What happened? Two members of the new majority, Justice Jackson and Justice Wiley B. Rutledge, had joined the court since the Gobitis decision. But three others – Justice Hugo L. Black, William O. Douglas, and Frank Murphy – simply changed their minds. The first decision, issued as World War II was raging in Europe, was widely, if mistakenly, viewed as an official labeling of Jehovah’s Witnesses as traitors. Mobs burned down the religion’s Kingdom Halls, and thousands of children were expelled from schools around the country. Children were beaten and bullied.
Recounting these events, Professor Douglas E. Abrams of the University of Missouri Law School wrote recently that “the intensity of the post-Gobitis brutality surprised and likely shocked justices who had not anticipated such a bloody backlash against the small, peaceable religious group that had summoned their protection.” The court’s about-face was widely hailed. “Blot Removed” was the headline that Time magazine – hardly a liberal organ in the 1940s – put on its report of the second decision.

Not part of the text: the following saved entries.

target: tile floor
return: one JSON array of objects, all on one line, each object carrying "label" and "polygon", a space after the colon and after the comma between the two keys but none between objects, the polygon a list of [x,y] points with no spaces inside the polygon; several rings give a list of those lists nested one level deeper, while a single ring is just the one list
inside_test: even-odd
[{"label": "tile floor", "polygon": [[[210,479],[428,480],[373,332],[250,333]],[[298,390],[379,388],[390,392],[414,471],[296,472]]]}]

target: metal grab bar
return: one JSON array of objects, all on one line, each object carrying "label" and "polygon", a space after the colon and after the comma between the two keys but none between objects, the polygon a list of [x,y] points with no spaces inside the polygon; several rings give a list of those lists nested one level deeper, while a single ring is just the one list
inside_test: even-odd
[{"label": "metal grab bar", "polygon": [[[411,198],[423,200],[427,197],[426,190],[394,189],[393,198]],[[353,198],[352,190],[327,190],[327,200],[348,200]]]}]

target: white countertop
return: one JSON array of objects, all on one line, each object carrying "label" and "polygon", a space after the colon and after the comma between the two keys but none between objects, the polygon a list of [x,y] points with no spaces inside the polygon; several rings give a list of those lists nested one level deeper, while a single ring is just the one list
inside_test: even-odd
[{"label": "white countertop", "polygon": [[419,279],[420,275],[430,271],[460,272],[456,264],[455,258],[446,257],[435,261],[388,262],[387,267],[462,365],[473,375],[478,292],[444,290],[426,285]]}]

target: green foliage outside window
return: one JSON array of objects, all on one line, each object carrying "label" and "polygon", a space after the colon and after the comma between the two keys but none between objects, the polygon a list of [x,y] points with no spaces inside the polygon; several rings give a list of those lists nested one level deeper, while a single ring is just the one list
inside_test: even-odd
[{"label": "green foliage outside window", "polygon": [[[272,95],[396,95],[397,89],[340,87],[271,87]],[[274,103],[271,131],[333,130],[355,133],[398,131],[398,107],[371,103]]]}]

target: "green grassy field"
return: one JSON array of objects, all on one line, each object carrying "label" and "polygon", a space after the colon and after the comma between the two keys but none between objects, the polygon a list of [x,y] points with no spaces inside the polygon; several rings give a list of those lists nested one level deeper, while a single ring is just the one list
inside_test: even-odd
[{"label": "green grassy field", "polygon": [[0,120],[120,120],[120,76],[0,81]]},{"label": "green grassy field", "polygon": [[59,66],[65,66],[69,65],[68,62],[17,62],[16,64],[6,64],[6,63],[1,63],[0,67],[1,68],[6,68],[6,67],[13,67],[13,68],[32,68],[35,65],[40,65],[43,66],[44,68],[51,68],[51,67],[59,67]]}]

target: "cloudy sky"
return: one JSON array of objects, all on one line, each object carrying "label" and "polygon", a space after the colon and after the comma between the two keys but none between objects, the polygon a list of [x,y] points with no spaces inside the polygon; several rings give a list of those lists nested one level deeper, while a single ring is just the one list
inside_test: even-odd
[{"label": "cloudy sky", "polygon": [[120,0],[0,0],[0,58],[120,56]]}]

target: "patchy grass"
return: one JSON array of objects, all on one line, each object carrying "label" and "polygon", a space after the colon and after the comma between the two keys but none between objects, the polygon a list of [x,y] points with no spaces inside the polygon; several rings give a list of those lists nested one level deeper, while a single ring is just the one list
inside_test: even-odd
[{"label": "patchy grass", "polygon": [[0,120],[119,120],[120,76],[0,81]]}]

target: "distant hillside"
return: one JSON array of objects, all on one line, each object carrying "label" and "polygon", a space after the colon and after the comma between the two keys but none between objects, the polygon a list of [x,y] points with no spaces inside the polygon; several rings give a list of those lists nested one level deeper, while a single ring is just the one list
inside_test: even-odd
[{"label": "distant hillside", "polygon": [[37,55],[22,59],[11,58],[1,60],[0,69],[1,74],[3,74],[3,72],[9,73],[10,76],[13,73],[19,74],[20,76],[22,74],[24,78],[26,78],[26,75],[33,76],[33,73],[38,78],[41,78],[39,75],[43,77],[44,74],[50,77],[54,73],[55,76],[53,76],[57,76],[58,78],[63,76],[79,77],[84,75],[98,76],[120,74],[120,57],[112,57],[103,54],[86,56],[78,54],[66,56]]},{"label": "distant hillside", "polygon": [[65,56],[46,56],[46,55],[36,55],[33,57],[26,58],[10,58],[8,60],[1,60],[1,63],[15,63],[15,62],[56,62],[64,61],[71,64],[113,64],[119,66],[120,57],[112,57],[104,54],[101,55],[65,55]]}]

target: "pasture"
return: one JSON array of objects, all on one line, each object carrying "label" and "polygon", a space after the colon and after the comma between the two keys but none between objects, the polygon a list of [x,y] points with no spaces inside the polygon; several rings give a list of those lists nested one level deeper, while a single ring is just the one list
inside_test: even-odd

I have no idea whether Justices Ginsburg and Breyer had the flag-salute cases in mind when they called on the court last week to take account of the real-world impact of Citizens United. For all I know, Justice Kennedy, a wordsmith in his own right, regards his Citizens United opinion as the most ringing endorsement of free expression he has ever written. If so, then the Ginsburg and Breyer statement will have no greater effect than the thwarted effort by members of the Occupy movement to claim the Supreme Court’s plaza on the decision’s second anniversary last month.

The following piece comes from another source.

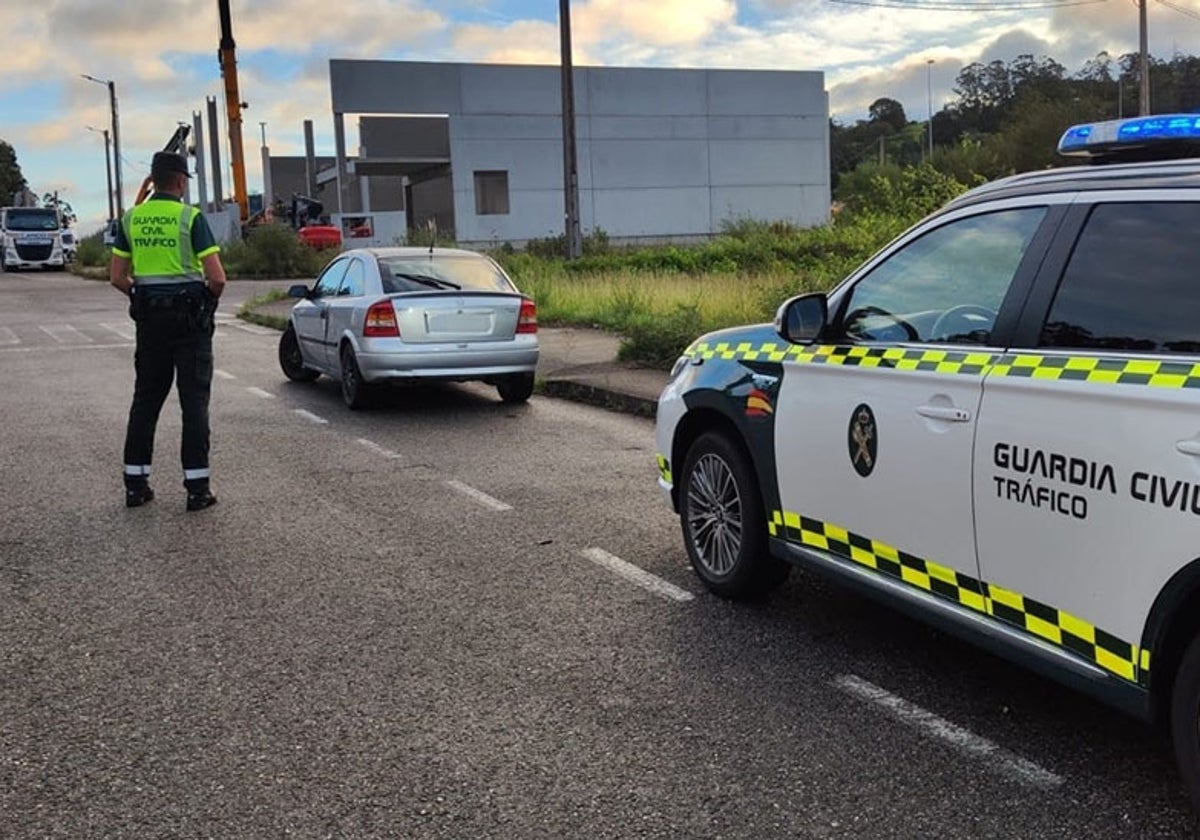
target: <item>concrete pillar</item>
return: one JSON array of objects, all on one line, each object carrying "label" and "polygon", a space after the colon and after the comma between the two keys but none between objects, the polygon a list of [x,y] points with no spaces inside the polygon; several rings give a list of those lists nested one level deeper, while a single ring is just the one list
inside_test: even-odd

As I said, a long shot, but an intriguing one. And no matter what the justices do next about Citizens United and the Montana Supreme Court, the conservative members of the court have their own do-over target. The court’s decision this week to hear a constitutional challenge to the affirmative-action admissions plan at the University of Texas raises the unmistakable prospect that diversity as a rationale for taking race into account in higher education will soon be history.

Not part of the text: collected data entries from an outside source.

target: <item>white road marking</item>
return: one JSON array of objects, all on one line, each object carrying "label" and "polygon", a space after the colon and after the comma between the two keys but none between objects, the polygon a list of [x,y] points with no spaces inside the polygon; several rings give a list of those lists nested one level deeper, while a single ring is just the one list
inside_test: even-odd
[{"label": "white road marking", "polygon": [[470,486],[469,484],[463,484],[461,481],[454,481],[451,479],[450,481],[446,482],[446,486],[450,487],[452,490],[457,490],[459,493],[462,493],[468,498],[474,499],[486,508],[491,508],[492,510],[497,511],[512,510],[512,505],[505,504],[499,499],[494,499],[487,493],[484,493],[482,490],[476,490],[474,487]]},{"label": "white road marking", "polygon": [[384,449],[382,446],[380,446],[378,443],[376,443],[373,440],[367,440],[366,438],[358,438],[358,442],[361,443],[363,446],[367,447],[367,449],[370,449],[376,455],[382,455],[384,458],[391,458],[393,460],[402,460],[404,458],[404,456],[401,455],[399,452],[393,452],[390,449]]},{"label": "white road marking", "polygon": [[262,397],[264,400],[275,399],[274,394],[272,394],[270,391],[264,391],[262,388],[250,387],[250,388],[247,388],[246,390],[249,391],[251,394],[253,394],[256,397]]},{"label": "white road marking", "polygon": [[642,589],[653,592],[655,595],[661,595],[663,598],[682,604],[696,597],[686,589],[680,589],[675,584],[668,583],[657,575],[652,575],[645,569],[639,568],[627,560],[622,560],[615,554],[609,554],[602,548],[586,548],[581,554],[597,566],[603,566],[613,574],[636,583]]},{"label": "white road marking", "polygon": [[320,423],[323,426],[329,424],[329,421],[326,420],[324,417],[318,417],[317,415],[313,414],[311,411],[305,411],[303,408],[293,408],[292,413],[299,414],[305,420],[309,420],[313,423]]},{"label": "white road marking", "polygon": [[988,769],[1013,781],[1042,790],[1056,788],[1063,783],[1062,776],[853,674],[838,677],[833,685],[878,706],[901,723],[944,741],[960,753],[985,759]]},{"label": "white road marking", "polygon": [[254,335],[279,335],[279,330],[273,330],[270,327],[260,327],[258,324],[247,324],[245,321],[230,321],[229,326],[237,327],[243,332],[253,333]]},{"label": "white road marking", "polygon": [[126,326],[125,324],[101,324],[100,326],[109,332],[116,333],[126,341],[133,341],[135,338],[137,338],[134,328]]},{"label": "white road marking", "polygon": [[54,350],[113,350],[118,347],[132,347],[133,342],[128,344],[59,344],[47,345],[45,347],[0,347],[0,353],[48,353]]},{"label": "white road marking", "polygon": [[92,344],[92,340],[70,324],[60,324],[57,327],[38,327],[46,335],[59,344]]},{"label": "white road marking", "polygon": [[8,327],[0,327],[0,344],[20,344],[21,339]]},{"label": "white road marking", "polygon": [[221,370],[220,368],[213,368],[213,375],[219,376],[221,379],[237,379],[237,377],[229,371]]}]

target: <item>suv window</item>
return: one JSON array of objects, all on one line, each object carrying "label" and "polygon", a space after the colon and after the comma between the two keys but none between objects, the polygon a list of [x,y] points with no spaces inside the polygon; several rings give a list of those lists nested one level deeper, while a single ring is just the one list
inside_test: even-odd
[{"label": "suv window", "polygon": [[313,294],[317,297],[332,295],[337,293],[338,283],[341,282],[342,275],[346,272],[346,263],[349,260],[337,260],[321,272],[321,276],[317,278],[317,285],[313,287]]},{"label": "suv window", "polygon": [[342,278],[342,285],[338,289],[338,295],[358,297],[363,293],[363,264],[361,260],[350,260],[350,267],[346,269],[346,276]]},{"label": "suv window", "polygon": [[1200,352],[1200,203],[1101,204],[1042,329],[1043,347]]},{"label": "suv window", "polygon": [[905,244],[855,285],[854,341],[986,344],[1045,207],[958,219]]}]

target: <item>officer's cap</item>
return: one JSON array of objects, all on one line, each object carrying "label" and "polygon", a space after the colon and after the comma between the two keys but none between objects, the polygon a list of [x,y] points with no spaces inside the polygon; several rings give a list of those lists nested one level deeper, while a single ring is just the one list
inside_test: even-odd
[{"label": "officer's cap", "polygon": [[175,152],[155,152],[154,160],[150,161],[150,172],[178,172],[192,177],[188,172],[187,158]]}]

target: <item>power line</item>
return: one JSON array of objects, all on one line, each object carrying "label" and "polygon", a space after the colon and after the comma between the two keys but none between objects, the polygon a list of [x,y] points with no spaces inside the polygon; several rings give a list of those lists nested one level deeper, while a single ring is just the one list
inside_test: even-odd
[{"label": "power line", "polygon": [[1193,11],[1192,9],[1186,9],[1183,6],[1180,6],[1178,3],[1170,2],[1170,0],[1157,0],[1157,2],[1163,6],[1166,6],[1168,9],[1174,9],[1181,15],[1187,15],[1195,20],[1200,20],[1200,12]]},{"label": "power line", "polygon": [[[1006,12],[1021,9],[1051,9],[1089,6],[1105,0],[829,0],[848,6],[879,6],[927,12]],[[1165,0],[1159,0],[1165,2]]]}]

It’s nine years since the court, in Justice Sandra Day O’Connor’s majority opinion in Grutter v. Bollinger, upheld a race-conscious admissions plan at the University of Michigan Law School and declared that affirmative action had 25 more years to run. The crucial date, it turns out, proves to have arrived rather sooner: Jan. 31, 2006, when Justice O’Connor left the court and Justice Samuel A. Alito Jr. took her place. Since then, the Roberts court has bided its time, waiting for the right case. The do-over season has dawned.